The bank has cut rates three times since December to protect the largest Nordic economy against sagging euro-area demand as leaders in the bloc struggle to contain the debt crisis. Riksbank policy makers have come under pressure from exporters such as Svenska Cellulosa AB and trade unions to curb krona gains after the currency soared to a 12-year high against the euro last month, plunging manufacturing into decline.
The European Central Bank kept its benchmark rate at a record low of 0.75 percent today, as predicted by 28 of 58 economists in a Bloomberg survey.
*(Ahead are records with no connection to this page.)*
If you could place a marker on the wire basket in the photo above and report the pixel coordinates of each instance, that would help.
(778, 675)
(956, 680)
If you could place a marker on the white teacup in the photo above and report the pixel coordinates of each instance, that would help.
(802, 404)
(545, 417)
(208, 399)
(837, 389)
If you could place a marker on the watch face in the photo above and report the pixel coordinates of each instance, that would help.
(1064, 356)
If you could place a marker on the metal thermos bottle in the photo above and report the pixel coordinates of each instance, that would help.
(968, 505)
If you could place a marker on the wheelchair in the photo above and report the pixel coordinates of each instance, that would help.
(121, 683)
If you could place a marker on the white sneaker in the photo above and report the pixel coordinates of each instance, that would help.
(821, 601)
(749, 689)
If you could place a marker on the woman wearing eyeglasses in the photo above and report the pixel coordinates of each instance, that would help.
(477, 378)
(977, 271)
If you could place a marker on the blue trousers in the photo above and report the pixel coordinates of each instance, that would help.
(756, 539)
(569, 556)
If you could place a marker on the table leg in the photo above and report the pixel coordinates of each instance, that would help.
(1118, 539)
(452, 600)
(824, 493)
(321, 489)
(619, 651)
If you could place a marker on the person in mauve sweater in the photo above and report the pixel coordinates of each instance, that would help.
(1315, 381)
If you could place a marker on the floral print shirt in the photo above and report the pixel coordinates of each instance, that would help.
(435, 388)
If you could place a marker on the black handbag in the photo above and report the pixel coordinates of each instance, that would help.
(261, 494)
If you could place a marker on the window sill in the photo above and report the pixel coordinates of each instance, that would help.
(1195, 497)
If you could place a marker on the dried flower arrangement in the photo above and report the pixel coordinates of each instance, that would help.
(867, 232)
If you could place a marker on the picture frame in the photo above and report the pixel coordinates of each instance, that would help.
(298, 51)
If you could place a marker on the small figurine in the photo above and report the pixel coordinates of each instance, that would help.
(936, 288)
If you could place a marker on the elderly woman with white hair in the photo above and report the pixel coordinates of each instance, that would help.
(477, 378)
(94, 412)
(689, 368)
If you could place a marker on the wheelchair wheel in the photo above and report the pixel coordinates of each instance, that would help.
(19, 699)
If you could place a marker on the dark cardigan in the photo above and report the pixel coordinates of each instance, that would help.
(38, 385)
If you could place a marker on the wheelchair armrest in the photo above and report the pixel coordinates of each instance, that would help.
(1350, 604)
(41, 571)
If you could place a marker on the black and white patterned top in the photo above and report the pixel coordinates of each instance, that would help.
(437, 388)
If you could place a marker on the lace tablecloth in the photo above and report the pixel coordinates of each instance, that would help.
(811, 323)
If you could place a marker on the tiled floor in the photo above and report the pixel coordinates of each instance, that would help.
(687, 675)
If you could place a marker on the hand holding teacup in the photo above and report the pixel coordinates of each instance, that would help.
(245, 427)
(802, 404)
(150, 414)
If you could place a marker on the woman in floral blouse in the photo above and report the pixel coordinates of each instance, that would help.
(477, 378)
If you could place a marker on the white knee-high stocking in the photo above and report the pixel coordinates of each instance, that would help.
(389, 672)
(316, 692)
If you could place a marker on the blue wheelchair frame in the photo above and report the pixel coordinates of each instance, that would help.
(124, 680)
The remainder forecast a quarter-point cut.
The krona declined 0.3 percent at 8.5090 against the euro as of 1:50 p.m. in Stockholm. Against the dollar, the krona weakened 0.1 percent to 6.7359.
Two of the bank’s six member board, Lars E. O. Svensson and Karolina Ekholm, wanted to reduce rates to 1 percent, according to today’s statement.
The rate cut “is needed since we’re heading toward a significant economic downturn, even recession,” said Par Magnusson, chief economist at Royal Bank of Scotland Plc in Stockholm. “There will be more cuts” to 0.75 percent this year and 0.5 percent in 2013 in a best-case scenario, he said.
The Riksbank said it now expects its repo rate to average 1.4 percent in the third quarter next year, versus a July forecast for 1.6 percent, and that it will rise to an average 2.2 percent a year later, down from a 2.4 percent forecast.
Consumer prices will rise 1.2 percent this year and 1.3 percent in 2013, down from a 1.7 percent forecast, the Riksbank said. Unemployment will rise to an average 7.6 percent this year and stay at that level in 2013, the bank said. The economy will grow 1.5 percent this year and 1.9 percent in 2013, it said.
Some of Sweden’s biggest industrial companies including Svenska Cellulosa and Holmen AB have urged the Riksbank to lower rates to cool haven demand for the country’s currency. Bets on a rate cut also grew this week after a survey showed the manufacturing industry shrank in August at the fastest pace in 3 1/2 years, as export orders declined.
“The bank’s forecast for GDP growth next year is too optimistic” and “if our assumption that the euro-zone debt crisis worsens proves correct, the krona is likely to continue to appreciate, reducing inflationary pressures further,” Ben May, an economist at Capital Economics in London, said in a client note. “We are sticking with our view that interest rates will fall to just 0.5 percent next year.”
Governor Stefan Ingves has previously said that the bank shouldn’t use monetary policy to steer the krona, arguing rate differentials have an unproven effect on exchange rates. Policy makers also backtracked on July signals for an unchanged rate for “just over a year.”
The krona has strengthened about 8 percent against the euro since a low on May 17, making it the best-performing major currency in the period. It has gained more than 20 percent against the euro in the past three years.
Krona gains are helping to keep consumer-price growth below the central bank’s 2 percent target. Headline inflation slowed to 0.7 percent in July, the lowest in more than two years, from 1 percent the previous month, Statistics Sweden estimates.
The currency’s appreciation creates “challenges,” Prime Minister Fredrik Reinfeldt told reporters in Kiruna, northern Sweden, yesterday. The premier earlier this week said the strong krona is here to stay, while Bo Lundgren, the head of Sweden’s National Debt Office, said the country may remain a haven from Europe’s crisis “for a long time.”